Pedia a Deus sempre as mesmas coisas. Que não faltasse o alimento em sua casa, saúde e forças para criar o seu menino, pelo bom padre Eustáquio e pelo descanso da alma do seu falecido marido.
Nunca deixava de pedir pelo maior desejo de sua vida, que seu filho crescesse e se fizesse padre.


Ele se fez moço, concluiu o curso ginasial e as orações de sua mãe foram atendidas.
Com a ajuda do bom padre Eustáquio, ele foi para o seminário onde estudou. Passou lá quatro anos de sua vida, mas não se fez padre.
Aprimorou o seu saber, aprendeu latim e traduzia o francês muito bem. Aprendeu a gostar de ler os clássicos e se apaixonou por Homero, Vergílio, Garret e Herculano.
Só que não havia nascido para a batina. Sentia desejos carnais sempre que via uma mulher bonita.
Logo que sua mãe morreu, antes que lhe fosse aberta à tonsura, ele resolveu deixar o seminário.
A forte educação que lá recebera o ajudou a se reajustar e a se encontrar na vida. Prestou concurso público e se tornou funcionário de um departamento. Conheceu uma moça bonita com a qual casou, montou casa e teve uma linda filha que tinha os olhos, o sorriso e os cabelos negros iguais ao da mãe.
Os anos passaram e ele não tinha o que reclamar da vida.
Como tinha sido a sua falecida mãe ele também era uma pessoa caseira, dedicada à família e que com muito pouco se sentia feliz.
Trabalhava com afinco e era estimado pelos amigos. Passava horas em casa com a filha que adorava e com a mulher que muito amava.
Mas houve um dia em que tudo se tornou negro para ele.
Descobriu que sua amada esposa lhe era infiel.
Enquanto ele passava horas lendo, versejando e atirando ao papel alguns ritmos de sentimentos, sua mulher saia para passear ou fazer compras. Ela se encontrava com um amante e o traia se entregando a outro homem.
Lágrimas surgiram em seus olhos, sentiu-se aviltado e humilhado. Amava ardentemente aquela mulher vil que era a mãe de sua filha.
Chorou e pela primeira vez na vida tomou uma cachaça. O seu caminho estava traçado.


As pessoas que formavam a assistência daquela missa eram todas iguais. Todas eram moças e crianças que tinham o mesmo rosto, o mesmo sorriso e todas tinham cabelos negros. Elas sorriam para padre Eustáquio que rezava a missa, em uma igreja que ficava no centro de uma nuvem, e era nela ajudado por sua mãe.
Atrás do altar, na grande cruz de madeira no lugar do cristo crucificado, era ele que estava preso na cruz e de seus olhos escorriam duas lágrimas.


Ele abriu os olhos e as imagens se esvaeceram. Sentiu dores nas juntas e por todo o corpo, pois tinha passado a noite estendido em um duro banco de madeira de uma praça.

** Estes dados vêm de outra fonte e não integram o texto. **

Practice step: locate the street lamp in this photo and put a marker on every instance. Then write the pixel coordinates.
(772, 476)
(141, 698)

A muito tinha deixado a sua casa e saído à procura do esquecimento.
O pesadelo que tivera o fizera lembrar-se de seu passado há muito escondido pela bebida.
Chorou naquela manhã, chorou por ter pena de si próprio.

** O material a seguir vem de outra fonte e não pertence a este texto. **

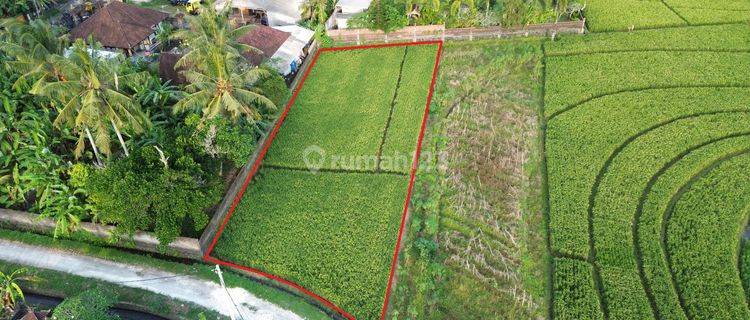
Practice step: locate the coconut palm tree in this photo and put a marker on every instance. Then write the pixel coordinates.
(91, 100)
(9, 289)
(220, 79)
(33, 48)
(210, 29)
(223, 87)
(314, 11)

Pegou a sacola de lona sebenta que tinha lhe servido de travesseiro, e onde estava tudo o que ele tinha na vida, dela tirou uma garrafa de cachaça e tomou um grande trago, que foi o seu café da manhã.
Com as costas da mão ele enxugou as lágrimas e se dirigiu ao chafariz, no centro da praça. Nele lavou o rosto e com o dedo esfregou os dentes e as gengivas.
Voltou até o banco, que lhe servira de cama naquela noite, e pegou a sua sacola sebenta e remendada.
Com um andar cambaleante e arrastado, em seus trajes encardido e rasgado, ele saiu em direção ao posto de saúde pública. Precisava tratar da ferida que apodrecia a sua perna.